Latino Caucus Chairman Ald. Gilbert Villegas said he was considering proposing an ordinance to give the City Council oversight of CTA and CPS if they receive money from the city.

"We are answerable to the residents. I want oversight," said Villegas, 36th. "I want to see if they even need the money, whether they can make cuts instead."

Reilly called the move a "dangerous precedent," but Emanuel noted that in 2006 the City Council increased the city's real estate transfer tax for the CTA.

"This is for modernization of the CTA and for public school safety and very specific to that effort," Emanuel said. "Ald. Reilly knows full well these are investments that have to be made and done right, and there's precedent in every one of them."

Some aldermen also criticized the 911 phone tax increase for being regressive because it hits people regardless of their ability to pay. "That's the hardworking folks that have been getting hit over and over by these budgets, and we need to start looking at different ways to start funding that infrastructure," said Ald. John Arena, 45th.

The phone tax increase would add $30 million to the city's coffers, and city officials have said $11 million of it would go toward a required modernization of the 911 system, allowing it to receive text messages and photos that can be relayed to emergency responders, among other upgrades.

Emanuel defended the phone tax increase for that reason, noting it would be used "to pay for a mandated modernization of 911 that all of us in our worst moments are dependent upon when it comes to public safety. And it hasn't been modernized in decades."

The mayor spent a significant portion of his speech addressing public safety, as the city has been mired in a nearly two-year spike in street violence.

"We all agree the level of violence in some of our neighborhoods is totally unacceptable. Whether it is in your neighborhood or not, it affects Chicago, so it affects all of us," Emanuel said. "We simply cannot rest until every parent, in every neighborhood, is able to let their children go to the park, or play on the sidewalk, or sit on the front porch free from the fear of gunshots."

The mayor pointed to his plan to hire nearly 1,000 new officers and his deployment of new technology and training to help prevent shootings before they occur. At one point, he noted that the Englewood police district had not had a shooting in 10 days, a line that drew tepid applause.

Budget officials this week placed the added cost of continuing to increase the ranks of police officers next year at $65 million.

The spending plan also includes $24 million more for police reform efforts.
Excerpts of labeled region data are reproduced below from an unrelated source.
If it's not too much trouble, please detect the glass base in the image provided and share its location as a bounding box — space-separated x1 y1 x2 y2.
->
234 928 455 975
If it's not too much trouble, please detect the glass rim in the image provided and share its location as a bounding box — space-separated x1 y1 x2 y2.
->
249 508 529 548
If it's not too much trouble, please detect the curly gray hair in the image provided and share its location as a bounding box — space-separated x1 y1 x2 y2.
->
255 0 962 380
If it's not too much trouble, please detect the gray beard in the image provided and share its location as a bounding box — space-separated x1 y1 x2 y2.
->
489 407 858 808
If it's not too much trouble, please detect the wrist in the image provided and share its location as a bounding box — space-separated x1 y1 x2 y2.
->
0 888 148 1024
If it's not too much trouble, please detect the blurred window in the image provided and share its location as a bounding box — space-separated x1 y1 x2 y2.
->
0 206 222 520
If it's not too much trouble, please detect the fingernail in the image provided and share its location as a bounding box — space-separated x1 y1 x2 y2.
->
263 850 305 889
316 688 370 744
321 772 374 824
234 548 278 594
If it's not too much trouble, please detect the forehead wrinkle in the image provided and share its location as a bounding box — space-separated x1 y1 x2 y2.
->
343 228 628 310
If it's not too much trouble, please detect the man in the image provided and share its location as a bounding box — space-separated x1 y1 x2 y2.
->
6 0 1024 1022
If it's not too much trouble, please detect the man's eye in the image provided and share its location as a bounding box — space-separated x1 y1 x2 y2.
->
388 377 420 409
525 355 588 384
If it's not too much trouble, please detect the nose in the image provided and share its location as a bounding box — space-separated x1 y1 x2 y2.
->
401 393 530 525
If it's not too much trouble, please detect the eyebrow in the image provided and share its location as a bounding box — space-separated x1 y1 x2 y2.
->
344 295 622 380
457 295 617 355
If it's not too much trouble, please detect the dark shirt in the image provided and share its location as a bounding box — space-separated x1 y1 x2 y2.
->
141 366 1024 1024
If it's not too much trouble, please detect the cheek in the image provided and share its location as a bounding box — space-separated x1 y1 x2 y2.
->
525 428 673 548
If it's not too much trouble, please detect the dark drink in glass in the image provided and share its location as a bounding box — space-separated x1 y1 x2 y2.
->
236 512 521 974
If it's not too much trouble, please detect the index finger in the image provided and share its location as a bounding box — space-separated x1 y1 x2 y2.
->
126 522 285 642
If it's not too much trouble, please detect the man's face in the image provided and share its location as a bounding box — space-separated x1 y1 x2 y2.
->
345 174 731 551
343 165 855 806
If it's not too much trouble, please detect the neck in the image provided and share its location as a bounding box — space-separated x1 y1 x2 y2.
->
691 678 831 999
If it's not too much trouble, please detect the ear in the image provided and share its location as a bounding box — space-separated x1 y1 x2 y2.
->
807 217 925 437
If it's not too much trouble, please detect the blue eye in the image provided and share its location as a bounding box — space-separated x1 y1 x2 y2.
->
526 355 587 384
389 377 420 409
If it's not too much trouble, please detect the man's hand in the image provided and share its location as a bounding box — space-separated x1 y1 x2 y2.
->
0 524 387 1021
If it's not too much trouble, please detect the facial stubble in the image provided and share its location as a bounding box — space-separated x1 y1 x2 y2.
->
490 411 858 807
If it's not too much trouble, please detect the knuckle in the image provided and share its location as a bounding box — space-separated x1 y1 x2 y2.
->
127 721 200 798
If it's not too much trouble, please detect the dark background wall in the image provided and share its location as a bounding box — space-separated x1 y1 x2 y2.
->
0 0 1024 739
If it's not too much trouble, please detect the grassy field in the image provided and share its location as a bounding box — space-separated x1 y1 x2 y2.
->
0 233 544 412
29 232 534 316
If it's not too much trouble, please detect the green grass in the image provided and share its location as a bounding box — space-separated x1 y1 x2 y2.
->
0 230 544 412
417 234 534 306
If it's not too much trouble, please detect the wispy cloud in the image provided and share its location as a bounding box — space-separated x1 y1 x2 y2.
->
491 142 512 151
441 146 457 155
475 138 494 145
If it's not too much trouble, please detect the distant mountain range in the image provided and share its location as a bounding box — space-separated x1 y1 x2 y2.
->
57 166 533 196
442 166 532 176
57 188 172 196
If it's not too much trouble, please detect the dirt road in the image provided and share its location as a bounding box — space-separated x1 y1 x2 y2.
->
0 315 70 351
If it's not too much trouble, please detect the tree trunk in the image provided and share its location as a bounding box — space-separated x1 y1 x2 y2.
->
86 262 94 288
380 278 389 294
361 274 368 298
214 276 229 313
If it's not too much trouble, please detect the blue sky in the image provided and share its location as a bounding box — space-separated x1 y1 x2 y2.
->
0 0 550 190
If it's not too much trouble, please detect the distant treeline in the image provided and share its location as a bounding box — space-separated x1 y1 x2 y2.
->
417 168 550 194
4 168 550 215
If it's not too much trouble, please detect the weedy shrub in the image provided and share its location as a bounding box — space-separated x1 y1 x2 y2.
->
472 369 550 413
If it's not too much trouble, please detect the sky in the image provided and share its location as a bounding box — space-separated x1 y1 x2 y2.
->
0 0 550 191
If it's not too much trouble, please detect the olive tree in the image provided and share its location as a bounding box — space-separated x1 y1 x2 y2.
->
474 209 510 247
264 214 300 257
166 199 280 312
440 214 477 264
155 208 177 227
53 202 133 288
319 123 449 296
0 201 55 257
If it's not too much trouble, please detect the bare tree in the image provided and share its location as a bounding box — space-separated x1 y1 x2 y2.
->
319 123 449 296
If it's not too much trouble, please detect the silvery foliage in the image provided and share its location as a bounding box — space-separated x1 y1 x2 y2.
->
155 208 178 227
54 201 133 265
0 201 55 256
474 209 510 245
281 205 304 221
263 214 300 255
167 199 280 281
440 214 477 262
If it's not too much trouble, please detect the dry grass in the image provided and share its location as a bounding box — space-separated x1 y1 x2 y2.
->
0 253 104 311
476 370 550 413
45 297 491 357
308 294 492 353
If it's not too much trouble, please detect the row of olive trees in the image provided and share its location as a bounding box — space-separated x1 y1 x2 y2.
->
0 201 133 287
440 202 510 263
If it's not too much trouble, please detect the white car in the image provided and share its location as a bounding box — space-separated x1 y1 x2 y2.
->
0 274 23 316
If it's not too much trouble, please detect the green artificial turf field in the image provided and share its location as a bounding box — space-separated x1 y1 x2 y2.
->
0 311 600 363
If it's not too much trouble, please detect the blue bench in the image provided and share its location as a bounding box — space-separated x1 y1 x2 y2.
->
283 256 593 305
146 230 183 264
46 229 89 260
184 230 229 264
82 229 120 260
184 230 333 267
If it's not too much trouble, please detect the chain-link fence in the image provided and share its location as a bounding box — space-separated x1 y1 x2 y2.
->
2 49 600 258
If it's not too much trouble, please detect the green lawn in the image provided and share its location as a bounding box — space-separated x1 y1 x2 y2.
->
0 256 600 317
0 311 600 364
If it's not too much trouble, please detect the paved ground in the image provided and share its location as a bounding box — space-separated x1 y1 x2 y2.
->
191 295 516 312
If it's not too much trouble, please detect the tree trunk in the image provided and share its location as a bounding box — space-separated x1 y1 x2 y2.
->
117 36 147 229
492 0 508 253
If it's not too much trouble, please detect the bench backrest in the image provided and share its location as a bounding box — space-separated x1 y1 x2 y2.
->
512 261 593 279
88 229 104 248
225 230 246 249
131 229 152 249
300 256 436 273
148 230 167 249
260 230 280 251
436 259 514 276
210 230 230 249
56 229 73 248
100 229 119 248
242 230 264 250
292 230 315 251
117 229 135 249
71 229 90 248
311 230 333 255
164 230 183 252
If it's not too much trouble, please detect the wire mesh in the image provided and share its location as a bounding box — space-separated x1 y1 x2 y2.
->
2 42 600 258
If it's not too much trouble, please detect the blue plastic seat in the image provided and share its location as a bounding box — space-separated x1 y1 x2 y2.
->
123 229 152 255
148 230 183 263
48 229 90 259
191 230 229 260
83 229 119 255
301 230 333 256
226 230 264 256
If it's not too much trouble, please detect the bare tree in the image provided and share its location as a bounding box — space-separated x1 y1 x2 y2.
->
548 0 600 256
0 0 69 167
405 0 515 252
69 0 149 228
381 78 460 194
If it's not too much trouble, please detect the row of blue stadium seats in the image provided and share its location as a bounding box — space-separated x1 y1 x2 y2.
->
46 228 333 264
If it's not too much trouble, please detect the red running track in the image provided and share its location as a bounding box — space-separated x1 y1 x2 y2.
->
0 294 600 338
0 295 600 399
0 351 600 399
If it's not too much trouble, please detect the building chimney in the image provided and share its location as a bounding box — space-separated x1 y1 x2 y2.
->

That involves promoting 100 new field training officers and creating an Office of Reform Management with 26 civilian employees who would try to ensure officers are complying with new policies.

The new money also will allow the city to enhance "officer well-being to help support officers' ability to be successful at their jobs," according to the city's proposed budget overview. And the community policing program would get 30 more community relations coordinators, organizers and advocates.

Even so, spending on police overtime continues to increase. The city budgeted for $78 million this year, but by the end of July it already had topped $95 million. Inspector General Joseph Ferguson, in a recent report alleging overtime abuse, said police overtime spending is projected to reach $169 million by year's end. Next year's proposed budget includes $98 million for overtime.

Another theme Emanuel embraced was moving on from Chicago's days of budget trickery. Daley, the mayor's predecessor, has been an occasional target in Emanuel speeches, though not by name. That continued Wednesday.

"The days of fiscal smoke and mirrors are behind us. The days of selling off assets to balance the budget and pay Chicago's bills are behind us," said Emanuel, a reference to Daley's unpopular selling of the city's parking meters for an upfront cash infusion nearly a decade ago. "The days of raiding the rainy day fund to keep the city afloat are behind us."